The Elation Professional SixBar’s multi-environmental protection design is popular among rental companies that work outdoor events as it provides protection against the elements while eliminating the need for weatherproof coverings.

LeBlanc commented: “The IP rating certainly helped, given the unforgiving environment of zero degree weather with fixtures encased in ice for two weeks and getting snowed on from above. Despite that impossible environment and blowing the doors off of what any normal IP rating can promise, we had no malfunctioning in any of the SixBar fixtures. I can’t recommend putting any fixtures in that environment, but the SixBars performed exceptionally well.”

Showcore also incorporated effects from Elation’s award-winning Proteus Beam moving head, 2-degree beam lights that also carry a fully weatherproof IP65 rating. The narrow beam effects were used to project animated pillars of light from the tops of the ice palace’s six towers.

“We could use them as beacon lights that shot white beams straight up from the towers, or we could make them move and paint the inside of the tower tops to music,” LeBlanc stated, adding that since the fixtures were installed in the tops of the ice towers, they had to lower two of the Proteus fixtures into the highest towers using construction cranes.

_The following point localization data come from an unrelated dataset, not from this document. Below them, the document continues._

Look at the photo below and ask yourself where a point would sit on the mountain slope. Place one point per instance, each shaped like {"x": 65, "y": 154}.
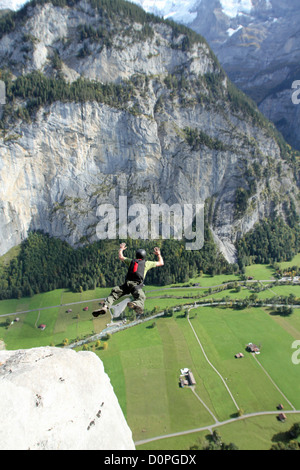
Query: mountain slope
{"x": 257, "y": 44}
{"x": 105, "y": 100}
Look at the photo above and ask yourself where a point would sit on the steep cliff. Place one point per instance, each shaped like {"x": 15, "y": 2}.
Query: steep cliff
{"x": 168, "y": 127}
{"x": 57, "y": 399}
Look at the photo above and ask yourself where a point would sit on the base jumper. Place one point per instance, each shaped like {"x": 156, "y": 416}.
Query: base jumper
{"x": 134, "y": 282}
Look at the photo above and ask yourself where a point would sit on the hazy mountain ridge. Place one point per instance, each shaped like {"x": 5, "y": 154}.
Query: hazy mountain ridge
{"x": 183, "y": 134}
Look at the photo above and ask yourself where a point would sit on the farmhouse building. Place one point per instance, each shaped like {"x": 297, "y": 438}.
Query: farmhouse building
{"x": 186, "y": 378}
{"x": 252, "y": 348}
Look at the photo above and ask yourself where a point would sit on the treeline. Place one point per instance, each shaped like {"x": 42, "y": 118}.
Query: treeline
{"x": 38, "y": 90}
{"x": 270, "y": 241}
{"x": 112, "y": 10}
{"x": 46, "y": 263}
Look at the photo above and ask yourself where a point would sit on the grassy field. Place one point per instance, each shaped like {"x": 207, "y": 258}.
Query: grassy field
{"x": 144, "y": 362}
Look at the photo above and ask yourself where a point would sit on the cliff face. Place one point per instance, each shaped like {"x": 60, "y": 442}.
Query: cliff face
{"x": 179, "y": 137}
{"x": 55, "y": 399}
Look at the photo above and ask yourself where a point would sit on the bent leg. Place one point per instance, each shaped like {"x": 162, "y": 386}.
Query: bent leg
{"x": 139, "y": 298}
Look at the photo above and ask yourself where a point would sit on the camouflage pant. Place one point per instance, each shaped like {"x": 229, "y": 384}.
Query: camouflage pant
{"x": 128, "y": 288}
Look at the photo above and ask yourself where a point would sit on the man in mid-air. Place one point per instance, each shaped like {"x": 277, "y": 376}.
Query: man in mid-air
{"x": 134, "y": 282}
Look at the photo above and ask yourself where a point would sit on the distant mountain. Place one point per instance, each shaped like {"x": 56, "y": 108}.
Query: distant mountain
{"x": 257, "y": 43}
{"x": 105, "y": 100}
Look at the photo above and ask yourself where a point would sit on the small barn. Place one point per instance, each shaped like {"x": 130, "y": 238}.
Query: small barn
{"x": 186, "y": 378}
{"x": 252, "y": 348}
{"x": 191, "y": 378}
{"x": 281, "y": 417}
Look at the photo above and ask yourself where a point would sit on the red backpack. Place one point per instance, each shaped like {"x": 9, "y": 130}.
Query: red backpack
{"x": 136, "y": 270}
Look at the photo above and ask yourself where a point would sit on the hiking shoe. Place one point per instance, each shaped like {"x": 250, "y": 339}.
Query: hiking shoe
{"x": 137, "y": 309}
{"x": 101, "y": 311}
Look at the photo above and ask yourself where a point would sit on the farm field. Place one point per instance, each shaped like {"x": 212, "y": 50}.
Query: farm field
{"x": 144, "y": 362}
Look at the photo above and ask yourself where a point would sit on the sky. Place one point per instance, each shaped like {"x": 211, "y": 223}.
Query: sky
{"x": 175, "y": 9}
{"x": 12, "y": 4}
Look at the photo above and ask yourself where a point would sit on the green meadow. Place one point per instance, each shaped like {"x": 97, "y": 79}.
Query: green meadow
{"x": 144, "y": 362}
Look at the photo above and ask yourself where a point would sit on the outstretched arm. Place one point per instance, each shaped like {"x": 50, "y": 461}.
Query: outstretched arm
{"x": 121, "y": 249}
{"x": 160, "y": 261}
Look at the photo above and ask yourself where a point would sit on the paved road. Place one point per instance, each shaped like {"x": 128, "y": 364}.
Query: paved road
{"x": 212, "y": 426}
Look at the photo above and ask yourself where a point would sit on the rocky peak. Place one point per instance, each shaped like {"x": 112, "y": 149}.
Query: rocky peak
{"x": 104, "y": 102}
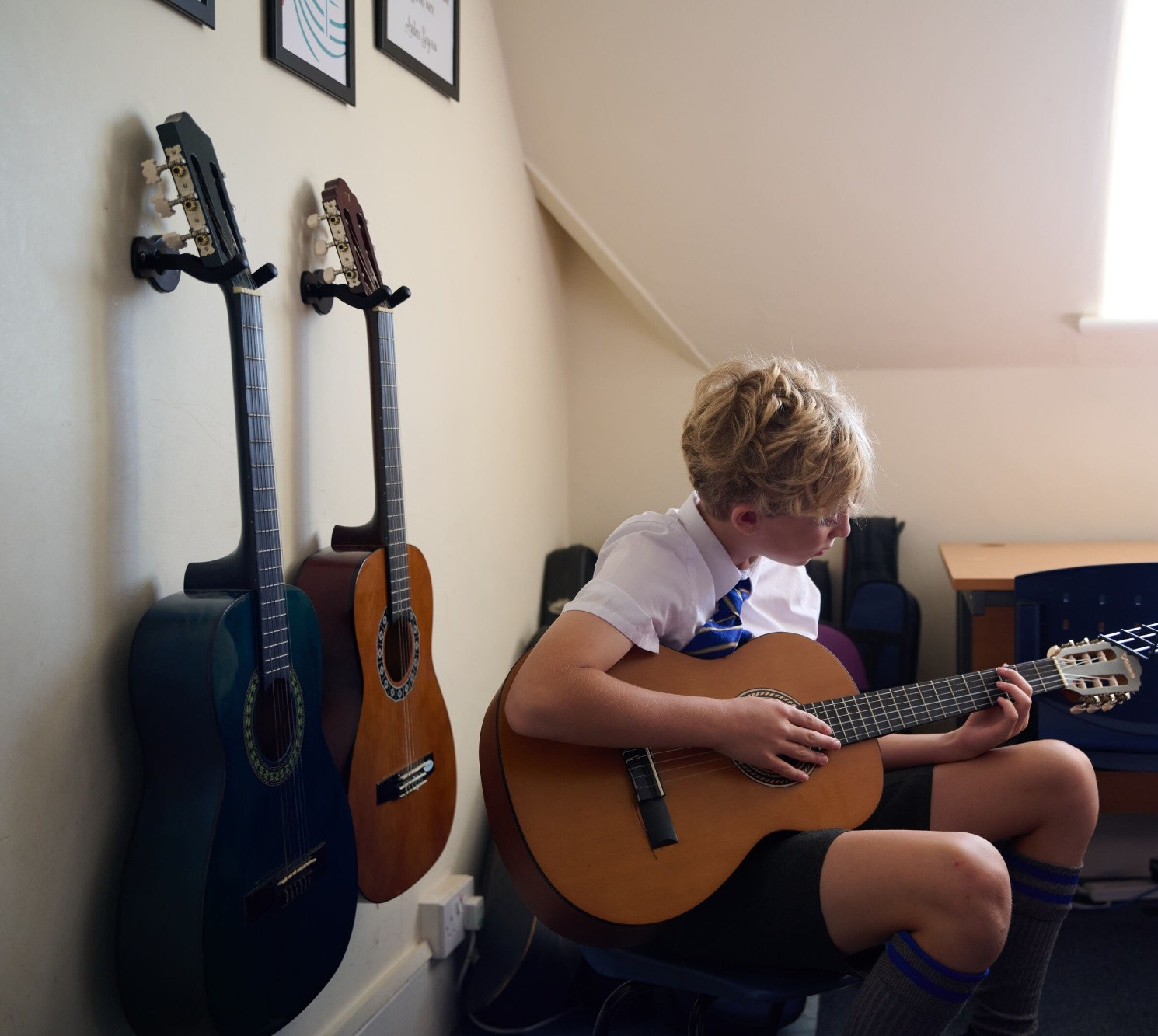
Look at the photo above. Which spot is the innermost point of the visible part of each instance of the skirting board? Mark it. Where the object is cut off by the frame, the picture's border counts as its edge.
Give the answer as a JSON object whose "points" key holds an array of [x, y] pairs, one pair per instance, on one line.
{"points": [[378, 993]]}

“The beams produced by the Proteus fixtures looked amazing, catching the snow and ice blowing around in the night sky,” LeBlanc stated, adding that the pillars of light could be seen for blocks away. “Since it was a celebration of winter, having lights that highlighted the snow and ice in the air really completed the look.”

One of the biggest draws of the St. Paul Winter Carnival is the ice carving contests, where carvers create amazing and intricate statues out of ice blocks over the course of several days. Some of the carvers are outside for days in temperatures close to zero degrees to carve their designs in time. At night, Showcore used the Arena Zoom Q7 IP color changers to uplight the sculptures and add dramatic colour to the pieces. “We needed a powerful fixture with RGB colour flexibility that could light a large sculpture using only one or two fixtures while contributing to the artist’s scene.”

Showcore not only had to meet the challenge of creating spectacular lighting environments, they had to deal with the cold and weather that a Minnesota winter is famous for. “It was one of the harshest environments you could put a light fixture in since most of them were surrounded by ice but still exposed to snow from above and gusty, freezing wind,” said LeBlanc, who added that throughout the event the average temperature was 10 degrees Fahrenheit (-12 Celsius) with a low of 9 degrees below zero Fahrenheit one day (-23 Celsius). “We asked a lot of the fixtures to say the least and had very few issues with our gear related to the weather.”

Showcore personnel had to power cycle the Proteus Beams a couple of times, LeBlanc acknowledges, but says the fixtures snapped right back into action once restarted. The SixBars and Arena Pars had zero mechanical issues, he reports, an admirable record given the environment. “The Winter Carnival is a celebration of harsh weather and the IP-rated fixtures from Elation handled everything January in Minnesota could throw at them,” he stated.

For LeBlanc, the highlight of the show was the first night, where everything came together for a great opening ceremony and light show. “We kicked off the show with our light show to Prince’s Let’s Go Crazy, along with a pyrotechnics accompaniment. It was a great show and it all came together as planned with a massive spectacle and party in the freezing cold. It was an honour to be involved with such a unique local celebration.”